Kim ne répond pas et boude pendant un quart d’heure, tandis qu’elle sert d’un air maussade des clients que Malou s’évertue à divertir joyeusement. La vieille dame profite d’un moment de calme pour sortir un album photo d’un grand sac posé à ses côtés.
– Viens voir. C’est moi, là, assise au premier rang, lors de la fête des rhétos, en 1972. Pile poil le même âge que toi !
La jeune fille dégaine son smartphone et montre sa photo de proclamation, prise deux jours plus tôt : elle est habillée élégamment, entourée de ses amies en demi-cercle, et détourne légèrement la tête.
– Tu étais très jolie, Malou ! C’est vrai qu’il y a comme un air de famille entre nous deux…
– Bien plus que tu ne le crois ! Observe-les bien.

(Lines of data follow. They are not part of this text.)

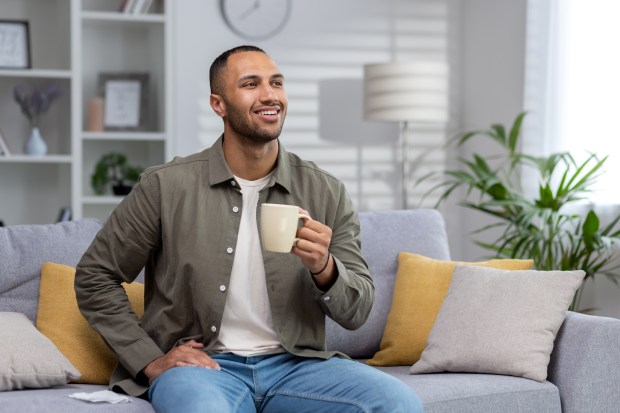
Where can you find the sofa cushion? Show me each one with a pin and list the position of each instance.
(420, 287)
(57, 400)
(27, 358)
(499, 322)
(384, 235)
(474, 393)
(59, 318)
(23, 248)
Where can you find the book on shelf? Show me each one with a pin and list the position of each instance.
(4, 147)
(135, 6)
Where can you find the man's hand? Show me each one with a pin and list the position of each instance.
(188, 354)
(313, 249)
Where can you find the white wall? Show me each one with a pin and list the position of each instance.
(317, 45)
(485, 45)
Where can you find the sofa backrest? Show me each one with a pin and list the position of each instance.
(23, 248)
(384, 235)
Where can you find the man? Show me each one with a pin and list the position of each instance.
(229, 327)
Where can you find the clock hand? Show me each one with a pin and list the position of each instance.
(249, 11)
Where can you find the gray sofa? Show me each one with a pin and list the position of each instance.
(583, 376)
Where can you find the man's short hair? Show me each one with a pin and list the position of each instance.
(215, 72)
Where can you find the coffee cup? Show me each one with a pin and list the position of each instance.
(279, 224)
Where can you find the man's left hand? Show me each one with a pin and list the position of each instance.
(312, 247)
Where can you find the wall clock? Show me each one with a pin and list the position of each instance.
(256, 19)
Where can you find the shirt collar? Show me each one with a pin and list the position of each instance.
(220, 172)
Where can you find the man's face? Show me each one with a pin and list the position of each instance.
(254, 98)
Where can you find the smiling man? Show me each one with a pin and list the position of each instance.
(229, 326)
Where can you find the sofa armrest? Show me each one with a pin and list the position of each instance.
(585, 364)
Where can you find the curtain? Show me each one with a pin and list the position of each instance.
(573, 82)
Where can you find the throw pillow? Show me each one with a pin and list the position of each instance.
(419, 289)
(59, 318)
(499, 322)
(28, 359)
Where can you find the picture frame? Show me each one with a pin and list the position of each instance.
(125, 98)
(14, 44)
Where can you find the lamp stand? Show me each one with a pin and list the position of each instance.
(406, 166)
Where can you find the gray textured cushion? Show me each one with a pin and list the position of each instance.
(384, 235)
(28, 359)
(23, 248)
(499, 321)
(57, 400)
(475, 393)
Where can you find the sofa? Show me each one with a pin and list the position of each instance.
(583, 372)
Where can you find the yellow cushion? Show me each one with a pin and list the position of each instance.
(420, 287)
(59, 319)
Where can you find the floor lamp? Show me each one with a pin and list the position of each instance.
(409, 93)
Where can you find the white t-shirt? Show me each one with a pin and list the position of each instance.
(247, 326)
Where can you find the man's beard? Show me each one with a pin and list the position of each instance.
(238, 122)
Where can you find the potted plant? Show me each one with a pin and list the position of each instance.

Ces deux gamines, toi et moi à cinquante-deux ans de distance, s’apprêtent à faire des choix qui vont plomber toute leur existence.
– Pourquoi dis-tu ça ? C’est ma vie, après tout, j’en fais ce que je veux !
– Je disais juste pareil à ton âge. Regarde bien la jeune Marie-Louise, en 1972. Elle hésitait entre deux études. Elle voulait faire « institutrice », ou « infirmière », et elle a fait « imbécile », un sacré beau métier !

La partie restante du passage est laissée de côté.